China to limit land available for homes in cities with property oversupply
China will reduce or stop issuing land for new residential housing projects in areas where there is a supply glut, the latest in a series of measures aimed at clearing a property overhang weighing on the economy.
China’s land ministry will not release vacant land to commercial property developers in cities and other areas where there are large levels of unsold inventory, state television reported on Sunday, citing a ministry meeting.
The China Central Television (CCTV) broadcast said Land minister Jiang Daming plans to reward cities that effectively reduce their inventories by giving them permission to make new land allocations.
China has announced a string of measures designed to boost the housing market, a crucial driver of the economy. Real estate investment affects more than 40 other sectors in China, from cement to furniture.
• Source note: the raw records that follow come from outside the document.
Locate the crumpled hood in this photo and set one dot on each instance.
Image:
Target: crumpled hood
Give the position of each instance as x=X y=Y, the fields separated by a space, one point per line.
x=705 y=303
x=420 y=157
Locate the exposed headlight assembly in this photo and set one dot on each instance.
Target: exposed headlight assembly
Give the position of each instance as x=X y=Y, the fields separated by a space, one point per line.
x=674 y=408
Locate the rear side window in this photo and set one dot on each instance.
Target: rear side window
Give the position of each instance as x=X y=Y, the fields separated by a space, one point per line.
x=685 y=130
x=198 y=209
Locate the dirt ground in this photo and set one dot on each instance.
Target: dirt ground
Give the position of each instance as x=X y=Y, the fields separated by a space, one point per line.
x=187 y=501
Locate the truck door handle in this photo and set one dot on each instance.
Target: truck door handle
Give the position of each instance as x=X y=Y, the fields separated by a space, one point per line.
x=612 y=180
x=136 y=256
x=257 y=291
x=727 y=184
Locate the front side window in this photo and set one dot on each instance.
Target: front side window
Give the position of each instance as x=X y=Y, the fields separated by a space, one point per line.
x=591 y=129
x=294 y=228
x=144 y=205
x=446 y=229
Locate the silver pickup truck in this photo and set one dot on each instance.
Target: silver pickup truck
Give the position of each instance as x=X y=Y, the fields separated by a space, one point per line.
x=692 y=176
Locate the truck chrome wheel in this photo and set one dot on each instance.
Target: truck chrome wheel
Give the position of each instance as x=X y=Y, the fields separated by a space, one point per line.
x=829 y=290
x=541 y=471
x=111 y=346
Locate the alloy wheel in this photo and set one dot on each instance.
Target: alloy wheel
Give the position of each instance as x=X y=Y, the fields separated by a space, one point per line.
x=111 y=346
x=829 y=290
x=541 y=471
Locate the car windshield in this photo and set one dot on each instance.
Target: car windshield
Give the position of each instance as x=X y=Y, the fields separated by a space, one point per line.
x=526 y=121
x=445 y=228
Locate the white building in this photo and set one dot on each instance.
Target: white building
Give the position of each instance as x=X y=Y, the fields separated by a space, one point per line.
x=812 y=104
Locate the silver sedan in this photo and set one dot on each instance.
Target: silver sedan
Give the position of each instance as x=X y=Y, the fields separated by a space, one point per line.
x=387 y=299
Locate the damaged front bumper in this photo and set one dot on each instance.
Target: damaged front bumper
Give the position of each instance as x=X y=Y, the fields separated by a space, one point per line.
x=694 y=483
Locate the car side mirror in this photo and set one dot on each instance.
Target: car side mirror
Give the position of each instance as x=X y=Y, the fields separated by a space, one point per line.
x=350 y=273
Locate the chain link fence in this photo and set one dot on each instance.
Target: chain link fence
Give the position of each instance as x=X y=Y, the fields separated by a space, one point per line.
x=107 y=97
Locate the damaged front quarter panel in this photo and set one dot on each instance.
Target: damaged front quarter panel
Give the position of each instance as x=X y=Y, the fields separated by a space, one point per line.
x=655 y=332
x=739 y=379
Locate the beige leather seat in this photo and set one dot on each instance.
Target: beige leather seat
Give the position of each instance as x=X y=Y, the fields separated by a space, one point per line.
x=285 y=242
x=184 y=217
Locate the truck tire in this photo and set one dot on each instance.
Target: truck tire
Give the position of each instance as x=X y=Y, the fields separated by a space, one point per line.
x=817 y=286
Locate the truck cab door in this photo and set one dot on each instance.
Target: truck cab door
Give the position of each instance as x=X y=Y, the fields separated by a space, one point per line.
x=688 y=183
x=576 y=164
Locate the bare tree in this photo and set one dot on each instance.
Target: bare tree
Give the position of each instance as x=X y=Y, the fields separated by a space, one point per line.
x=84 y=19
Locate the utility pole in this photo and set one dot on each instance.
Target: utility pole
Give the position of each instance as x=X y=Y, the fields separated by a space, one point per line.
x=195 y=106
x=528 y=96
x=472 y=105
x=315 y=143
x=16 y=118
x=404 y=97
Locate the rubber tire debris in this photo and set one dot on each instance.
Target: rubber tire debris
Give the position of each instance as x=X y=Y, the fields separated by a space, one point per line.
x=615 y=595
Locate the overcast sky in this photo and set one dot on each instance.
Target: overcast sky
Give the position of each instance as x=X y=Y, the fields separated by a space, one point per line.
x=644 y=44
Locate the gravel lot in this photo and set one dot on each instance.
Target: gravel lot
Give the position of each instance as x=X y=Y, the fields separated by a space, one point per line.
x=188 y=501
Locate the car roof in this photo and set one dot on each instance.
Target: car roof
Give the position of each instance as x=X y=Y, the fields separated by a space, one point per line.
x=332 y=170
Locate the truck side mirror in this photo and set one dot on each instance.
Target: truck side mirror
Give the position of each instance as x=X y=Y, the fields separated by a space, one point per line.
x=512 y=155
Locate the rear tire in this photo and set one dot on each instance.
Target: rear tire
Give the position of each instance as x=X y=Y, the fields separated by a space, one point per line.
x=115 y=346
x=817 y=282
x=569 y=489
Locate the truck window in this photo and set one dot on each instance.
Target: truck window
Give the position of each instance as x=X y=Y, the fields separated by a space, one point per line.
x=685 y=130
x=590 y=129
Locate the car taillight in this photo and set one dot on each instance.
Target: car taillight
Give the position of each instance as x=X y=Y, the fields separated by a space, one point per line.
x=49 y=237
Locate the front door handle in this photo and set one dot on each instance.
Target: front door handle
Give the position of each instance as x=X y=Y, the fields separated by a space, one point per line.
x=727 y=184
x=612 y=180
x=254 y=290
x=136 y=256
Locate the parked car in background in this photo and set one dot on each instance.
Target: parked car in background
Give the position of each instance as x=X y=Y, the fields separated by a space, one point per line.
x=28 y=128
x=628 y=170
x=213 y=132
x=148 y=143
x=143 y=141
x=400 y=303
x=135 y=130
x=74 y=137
The finance ministry said on February 19 that it will lower transaction taxes for second-time home buyers and some first home buyers in many cities. It followed a February 2 announcement of a further reduction in the minimum down payment required for first- and second-time home buyers in most cities. Minimum down payments had previously been cut in September.
Last week, China’s Central bank raised the interest rate for deposits to its housing provident fund to allow more proceeds for depositors.
The rate rose to 1.5 per cent from Sunday , the People’s Bank of China said in a statement. The prior rate was 0.35 per cent or 1.1 per cent, depending on when the deposits were placed.
The fund is a saving scheme that lets employees and employers set aside a portion of wages that can be used as mortgage deposits.
The land ministry also said on Sunday that it will increase land allocations in cities that have allowed migrant workers to purchase urban homes, CCTV reported, referring to a separate measure designed to help tackle oversupply.
A report released by Fitch Ratings earlier this month said land sales represented around 27 per cent of local and regional governments’ aggregated revenue in 2015, and played a critical role in funding Chinese local and regional governments’ local infrastructure projects.
Capital revenue has funded a significant part of capital expenditure, so a decline in this could either result in a reduction of capex or in higher deficits.
China had 718 million square metres of unsold commercial and residential housing space at the end of 2015, the National Bureau of Statistics reported on January 19, a 15.6 per cent increase from a year earlier.
Growth in property investment eased to 1 per cent in 2015, the slowest rate in nearly seven years, even as national sales improved, government data showed.